PNFS Server Filesystem API Design
From Linux NFS
Contents |
Overview
The pNFS server introduces an extension to the filesystem VFS API to call into the filesystem for exporting it over pNFS. Essentially, the filesystem is called upon receiving respective pNFS protocol operations such as LAYOUTGET and GETDEVICEINFO, and in turn, it may use a set of layout-type library calls, implemented in the exportfs kernel module, to decode and encode layout-type specific functions so that fielsystems that share the same layout type can share this common code.
Callbacks, such as CB_LAYOUTRECALL and CB_NOTIFY_DEVICEID can be generated by the filesystem using the pnfsd cb operations vector provided by the nfsd module.
pNFS Export Operations
The pNFS export operations are defined in the following header file:
include/linux/nfsd/nfsd4_pnfs.h struct pnfs_export_operations;
The filesystem must implement the following methods for basic functionality:
layout_type get_device_info layout_get
mandatory | |
layout_type | Returns the supported pnfs_layouttype4 |
get_device_info | Encode device info onto the xdr stream |
layout_get | Retrieve and encode a layout for inode onto the xdr stream |
optional | |
set_device_notify | Implement device notification negotiation |
get_device_iter | Retrieve all available devices via an iterator |
layout_commit | Commit changes to layout
|
layout_return | Returns the layout.
Note that this method may be called internally by pnfsd upon, e.g.
|
can_merge_layouts | Policy call. Can layout segments be merged for this layout type? |
files layout only | |
get_verifier | Get the write verifier for DS (called on MDS only) |
get_state | Call fs on DS only |
pNFSd Callback Operations
The pNFSd callback operations are defined in the following header files:
include/linux/nfsd/nfsd4_pnfs.h include/linux/exportfs.h struct pnfsd_cb_operations; pnfsd_get_cb_op()
To use the pnfsd callback operations, the filesystem module must call pnfsd_get_cb_op() to get a reference on the global vector the nfsd module provides.
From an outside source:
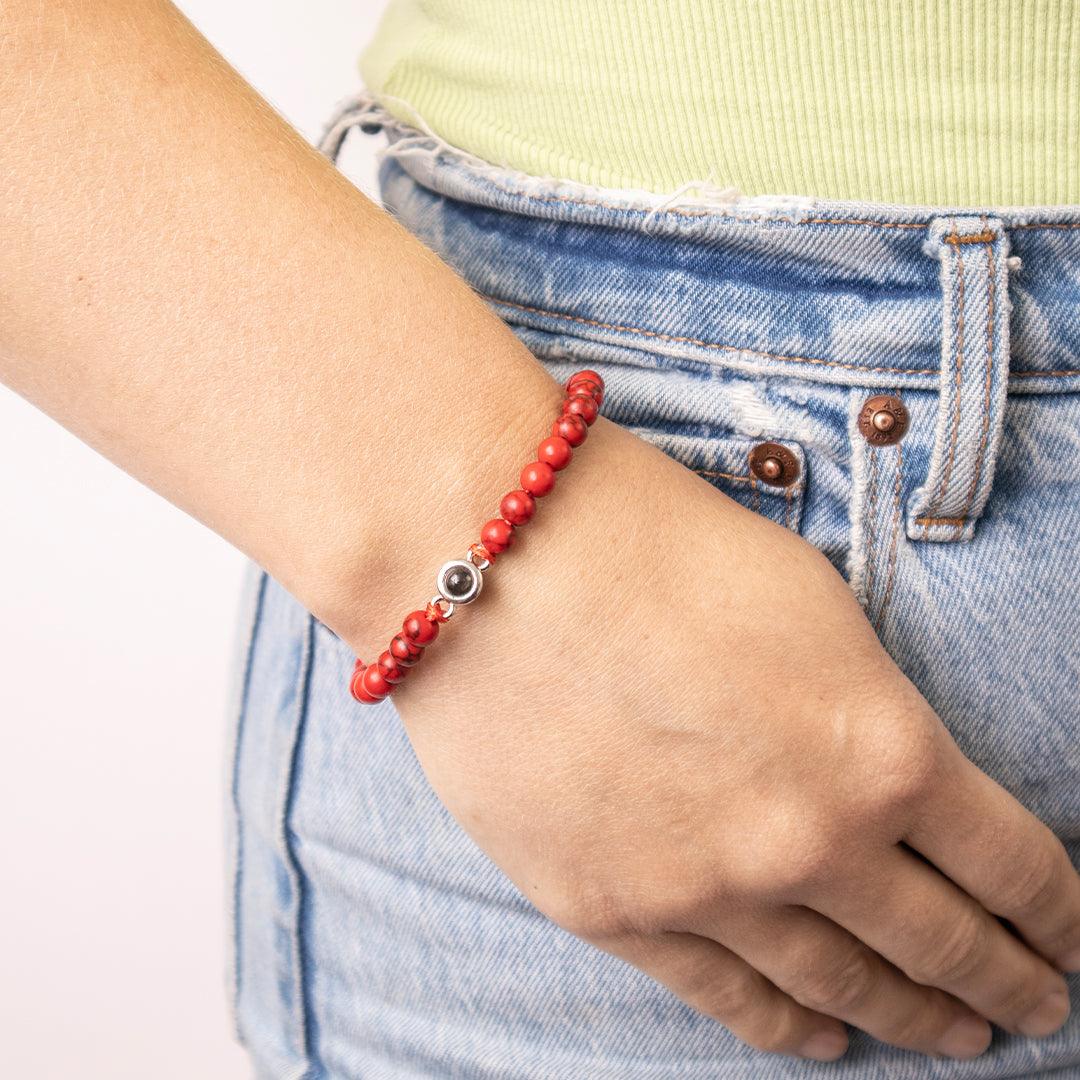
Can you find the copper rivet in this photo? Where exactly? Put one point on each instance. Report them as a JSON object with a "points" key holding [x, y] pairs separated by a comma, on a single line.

The motivation for doing this is the reverse dependency of the filesystem on the nfsd module so that nfsd won't be able to go down while the filesystem is up, allowing it to call a callback function into thin air. pnfsd_put_cb_op() is called by the filesystem to release the reference.
cb_layout_recall | Recall layout(s). nfsd4_pnfs_cb_layout is used to specify the recall scope for per-file, fsid, or all layouts |
cb_device_notify | Notify device ids change or delete |
files layout only | |
cb_get_state | Callback from fs on MDS only |
cb_change_state | Callback from fs on DS only |
Locking Design
The nfsd state lock is never held while calling into the file system to avoid potential deadlocks that may be caused by the following scenario:
- State lock is held by nfsd
- The fs is being called (e.g. close())
- The fs generates a callback to the client (e.g. cb_layout_recall)
- The client sends a layout_return synchronously with the callback before replying to it.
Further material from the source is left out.